Russia, together with Kazachstan and Azerbaijan is on a production plateau for almost 2 years now. Brazil, Canada (syncrude from tar sands) and Colombia (heavy oil) are growing. China seems to have peaked end 2010. The North Sea continues to decline.  Angola has peaked in the 1st quarter of 2010. The US was able to increase production (shale oil). Mexico is in decline. All said, in this group (growing, declining and peaking) production has increased by around 1 mb/d since 2004, basically driven by shale oil in the US and heavy oil in Colombia, both unconventional oil. Except for variations in the North Sea (annual maintenance cycle) and disruptions in the Golf of Mexico (hurricanes, accidents) the production of this group is fairly predictable over the short and medium term.

On top of this we have OPEC. Venezuela reports the same production figure for over a year now which makes this highly questionable. Iraq increased production by 500 Kb/d over 4 years, almost reaching pre-war levels. Most remarkable is Saudi Arabia’s production rebound after minimums in 2007 (genuine decline) and 2009 (GFC) to levels exceeding the oilympic peak in 2008, albeit by just 240 kb/d. So Saudi Arabia is still a swing producer, but with delays as was shown during the war in Libya. Very crucial for the world is Iran (geo-politics, socio-economic implications for a 70 million country) where crude production declined since mid 2011. On top of the graph is Libya, which is now recovering.

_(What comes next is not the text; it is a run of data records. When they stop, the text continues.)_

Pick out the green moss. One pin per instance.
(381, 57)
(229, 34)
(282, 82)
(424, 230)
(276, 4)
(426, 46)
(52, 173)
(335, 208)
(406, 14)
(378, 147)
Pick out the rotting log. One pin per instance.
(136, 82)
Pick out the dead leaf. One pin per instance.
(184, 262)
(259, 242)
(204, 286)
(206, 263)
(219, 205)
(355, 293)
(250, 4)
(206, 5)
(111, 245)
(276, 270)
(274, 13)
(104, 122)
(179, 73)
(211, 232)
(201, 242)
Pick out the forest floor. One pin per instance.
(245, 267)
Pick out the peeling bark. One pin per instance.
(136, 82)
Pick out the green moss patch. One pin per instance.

Incremental graphs by continent

We see that syncrude from Canadian tar sands could not compensate yet for the decline in Mexico. US production is up from shale oil but that could change in the next hurricane season.

It is to be noted that EIA data may be too high. Petroleum geologist Jeff Brown from ASPO USA recently drew attention to data differences between the EIA and the Texas Rail Road Commission:

The incremental graphs in this article will not be affected by higher reporting as long as it is at the same level over time. In 2011, however, we have an increase over the average of around 200 kb/d.

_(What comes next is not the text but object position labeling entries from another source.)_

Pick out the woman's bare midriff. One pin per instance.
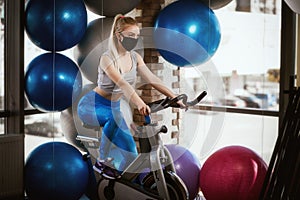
(109, 96)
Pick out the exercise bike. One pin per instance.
(161, 181)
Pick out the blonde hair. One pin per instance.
(120, 23)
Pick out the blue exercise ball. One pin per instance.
(215, 4)
(187, 167)
(55, 25)
(187, 33)
(55, 170)
(52, 82)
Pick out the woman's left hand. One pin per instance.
(182, 105)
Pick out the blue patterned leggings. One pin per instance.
(117, 140)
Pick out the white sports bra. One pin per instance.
(106, 84)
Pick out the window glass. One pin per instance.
(248, 57)
(244, 74)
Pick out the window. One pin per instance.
(242, 80)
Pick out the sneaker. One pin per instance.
(106, 169)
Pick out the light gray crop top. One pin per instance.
(106, 84)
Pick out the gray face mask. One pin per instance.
(129, 43)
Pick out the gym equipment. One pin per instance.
(90, 48)
(216, 4)
(55, 25)
(187, 167)
(187, 33)
(232, 172)
(52, 82)
(161, 182)
(110, 8)
(55, 170)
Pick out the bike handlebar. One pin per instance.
(167, 102)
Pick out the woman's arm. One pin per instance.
(107, 65)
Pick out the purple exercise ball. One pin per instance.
(187, 167)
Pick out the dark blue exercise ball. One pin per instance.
(55, 25)
(55, 170)
(187, 33)
(52, 82)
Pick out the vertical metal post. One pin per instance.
(14, 65)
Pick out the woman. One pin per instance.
(116, 78)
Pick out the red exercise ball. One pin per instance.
(233, 172)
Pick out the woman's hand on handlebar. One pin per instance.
(144, 109)
(182, 105)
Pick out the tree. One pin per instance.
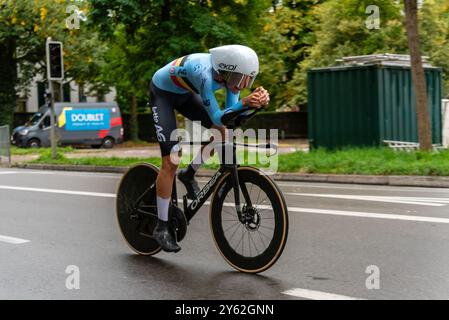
(24, 27)
(419, 80)
(281, 42)
(341, 31)
(147, 35)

Even more importantly, EIA’s crude oil data are 3 mb/d higher than IEA’s due to different definitions of crude oil, in particular in relation to condensate and NGLs. A detailed post on this is necessary.

In Latin America:

Venezuela features prominently here because of the low production during a strike end 2002 – beginning of 2003, giving the production profile a large variability. The long term production decline over the whole period was 1 mb/d. Growing production in Brazil could not offset decline in Venezuela and Argentina. Growth in Colombia from heavy oil brought production in Jan 2012 to same levels as in Jan 2001.

Sans mots

Without Russia the world would be in a much deeper oil crisis than now. The whole FSU group is on a plateau for around 2 years now

Africa without Libya is also on a bumpy plateau, mainly lifted up between 2004 and 2008 by Angola which couldn’t increase production for 4 years. Even if Libya is back to pre-war levels, production would still be 500 kb/d below peak levels in 2007.

Very clear: decline in Vietnam, Malaysia, Indonesia and Australia. China offset that decline but peaked end 2010.


Continuing growth in Iraq and Qatar. Saudi Arabia delivered a modest increase of 240 kb/d over the oilympic peak in July 2008

Incremental production by continent. There is not much change compared to previous reports. Latin America and Asia practically flat. Decline in the North Sea and earlier decline in North America offset by growth in Eurasia which now seems to be at peak. The Libyan production drop is clearly visible. It lasted much longer than the Venezuela strike, the Iraq war or hurricane events in the Gulf of Mexico.


Any potential growth as seen in the past year or so depends on a handful of countries: Saudi Arabia, Qatar, Brazil, Colombia’s heavy oil, syncrude from Canadian tar sands, US shale oil. Iraq is a wild card and Iran is on its second and last oil peak, foreshadowing potential rivalries. In other words: desperate attempts are made to keep the oil flowing.